NOTE - These snippets have not been manually reviewed. Our model has a precision of 0.76, meaning roughly 1 in 4 examples will be incorrect. There is also a large variance in how vaccine hesitancy content is contextualized. For example, nearly all news outlets that share interviews of vaccine hesitancy interviews counter them with expert viewpoints. This has a much different impact than a creator expressing vaccine hesitancy to their viewers.

Appendix

We cross-referenced these channels with categorization tags from Transparency.tube, which classifies YouTube channels based on the sociopolitical ideology of their content.
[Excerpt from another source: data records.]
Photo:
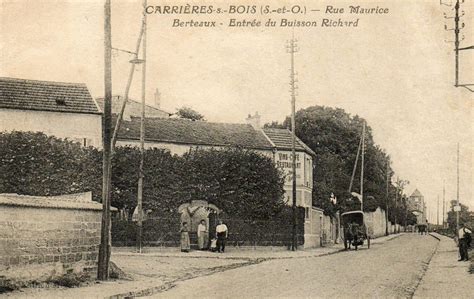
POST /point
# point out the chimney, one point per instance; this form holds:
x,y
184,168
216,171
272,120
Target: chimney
x,y
157,99
254,121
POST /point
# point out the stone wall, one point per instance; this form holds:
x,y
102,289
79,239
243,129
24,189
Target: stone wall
x,y
46,237
376,223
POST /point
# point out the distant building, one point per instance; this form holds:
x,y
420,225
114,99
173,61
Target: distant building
x,y
180,135
64,110
134,108
417,206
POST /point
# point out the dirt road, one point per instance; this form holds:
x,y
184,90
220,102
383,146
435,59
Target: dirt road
x,y
393,269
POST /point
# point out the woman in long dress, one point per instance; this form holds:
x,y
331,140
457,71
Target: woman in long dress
x,y
202,235
185,243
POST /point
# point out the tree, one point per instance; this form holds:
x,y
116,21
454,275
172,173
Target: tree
x,y
464,215
189,113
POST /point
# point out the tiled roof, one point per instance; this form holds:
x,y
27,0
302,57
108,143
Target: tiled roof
x,y
185,131
46,96
282,140
133,108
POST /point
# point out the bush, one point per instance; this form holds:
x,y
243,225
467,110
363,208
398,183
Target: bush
x,y
275,231
70,280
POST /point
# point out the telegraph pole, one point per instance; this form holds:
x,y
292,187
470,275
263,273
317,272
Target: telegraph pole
x,y
444,204
292,48
437,213
456,43
396,205
457,194
105,242
386,196
142,136
362,169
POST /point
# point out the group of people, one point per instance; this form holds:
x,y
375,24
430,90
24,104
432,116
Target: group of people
x,y
215,244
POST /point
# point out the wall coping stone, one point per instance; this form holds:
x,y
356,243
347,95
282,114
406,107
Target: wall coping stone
x,y
77,201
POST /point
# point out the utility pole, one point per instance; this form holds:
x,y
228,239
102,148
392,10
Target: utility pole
x,y
386,196
362,169
105,242
444,204
292,49
396,205
456,43
458,26
133,62
142,136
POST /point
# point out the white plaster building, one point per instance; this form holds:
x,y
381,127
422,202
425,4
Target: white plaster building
x,y
64,110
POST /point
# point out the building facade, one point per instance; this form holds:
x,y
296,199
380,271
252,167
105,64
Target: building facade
x,y
64,110
417,206
181,135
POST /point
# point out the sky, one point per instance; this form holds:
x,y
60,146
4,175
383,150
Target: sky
x,y
395,70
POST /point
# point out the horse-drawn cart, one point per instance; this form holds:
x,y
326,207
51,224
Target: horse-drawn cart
x,y
355,230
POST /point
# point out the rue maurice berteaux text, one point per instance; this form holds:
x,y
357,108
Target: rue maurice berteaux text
x,y
266,16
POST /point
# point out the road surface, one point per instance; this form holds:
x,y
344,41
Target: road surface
x,y
392,269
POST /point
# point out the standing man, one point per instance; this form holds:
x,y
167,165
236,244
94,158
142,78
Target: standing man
x,y
221,235
464,237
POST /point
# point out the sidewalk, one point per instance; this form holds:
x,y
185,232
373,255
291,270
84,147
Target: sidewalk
x,y
265,253
157,268
445,276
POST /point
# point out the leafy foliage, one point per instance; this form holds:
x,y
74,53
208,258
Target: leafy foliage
x,y
35,164
189,113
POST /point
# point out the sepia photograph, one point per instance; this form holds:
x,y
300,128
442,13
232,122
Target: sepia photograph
x,y
236,149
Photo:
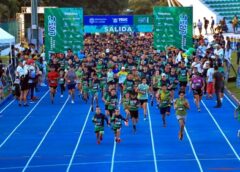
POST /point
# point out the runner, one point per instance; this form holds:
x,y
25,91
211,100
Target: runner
x,y
237,116
98,121
181,106
142,91
133,105
95,85
116,120
197,85
164,100
53,82
71,78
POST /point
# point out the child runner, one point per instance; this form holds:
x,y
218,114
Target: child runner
x,y
98,120
164,99
237,116
181,106
143,95
116,120
61,82
133,110
53,82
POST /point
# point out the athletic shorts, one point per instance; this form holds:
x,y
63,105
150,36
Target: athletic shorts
x,y
183,83
98,129
71,86
134,114
197,92
181,117
165,110
54,87
143,101
155,89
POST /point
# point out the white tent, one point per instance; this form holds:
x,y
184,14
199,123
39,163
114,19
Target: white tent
x,y
6,38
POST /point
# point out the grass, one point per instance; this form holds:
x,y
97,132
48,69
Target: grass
x,y
231,86
4,59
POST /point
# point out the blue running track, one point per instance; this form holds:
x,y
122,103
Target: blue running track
x,y
60,137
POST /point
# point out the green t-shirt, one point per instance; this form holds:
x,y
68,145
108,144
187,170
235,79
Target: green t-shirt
x,y
143,91
165,99
180,108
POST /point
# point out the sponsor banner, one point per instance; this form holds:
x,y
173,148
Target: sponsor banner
x,y
119,29
63,30
108,20
143,20
172,27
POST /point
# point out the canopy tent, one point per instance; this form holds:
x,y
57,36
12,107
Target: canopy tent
x,y
6,38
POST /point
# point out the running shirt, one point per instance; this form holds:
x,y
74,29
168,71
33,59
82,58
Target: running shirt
x,y
128,85
165,100
180,108
53,79
133,104
182,77
197,83
112,102
117,121
143,91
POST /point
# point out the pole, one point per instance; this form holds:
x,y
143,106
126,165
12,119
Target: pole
x,y
34,23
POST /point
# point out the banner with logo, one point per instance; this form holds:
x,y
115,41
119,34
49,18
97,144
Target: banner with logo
x,y
108,20
63,30
172,27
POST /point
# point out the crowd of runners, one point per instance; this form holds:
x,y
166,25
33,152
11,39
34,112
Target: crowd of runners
x,y
125,69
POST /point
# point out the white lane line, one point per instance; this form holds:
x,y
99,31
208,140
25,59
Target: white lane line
x,y
115,144
193,150
230,101
78,142
118,162
219,128
45,135
7,106
152,139
22,120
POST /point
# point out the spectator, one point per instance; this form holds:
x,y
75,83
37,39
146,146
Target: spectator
x,y
199,27
218,82
212,25
235,23
206,23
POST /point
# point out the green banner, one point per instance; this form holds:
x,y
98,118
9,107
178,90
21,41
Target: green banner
x,y
143,19
63,30
172,27
117,28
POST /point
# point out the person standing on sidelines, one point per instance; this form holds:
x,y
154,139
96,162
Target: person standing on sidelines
x,y
142,91
71,78
197,85
116,120
218,82
53,82
237,116
164,99
181,106
98,121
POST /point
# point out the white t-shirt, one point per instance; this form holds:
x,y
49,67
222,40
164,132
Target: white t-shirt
x,y
210,73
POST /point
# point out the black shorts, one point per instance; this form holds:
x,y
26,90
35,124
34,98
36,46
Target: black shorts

The 50 most popular accounts comprised nine different tags: Non-political, Partisan Right, Anti-SJW, Religious Conservative, Conspiracy, Partisan Left, Social Justice, Mainstream News, and QAnon. Overall, half of the top 50 accounts were non-political, while over one-third were Partisan Right.


Other notable findings: 

  • Political channels discuss the vaccine more frequently than non-political channels: of the 10 channels that posted the most videos discussing the COVID vaccine, 6 are affiliated with a political party (Partisan Right or Libertarian) while 3 are non-political.
  • Similarly, the ten most viewed channels from the dataset were also majority partisan: 7 were partisan while only 2 were non-political.
  • There was an 83% overlap between videos tagged as “Conspiracy” and videos tagged as “Partisan Right.”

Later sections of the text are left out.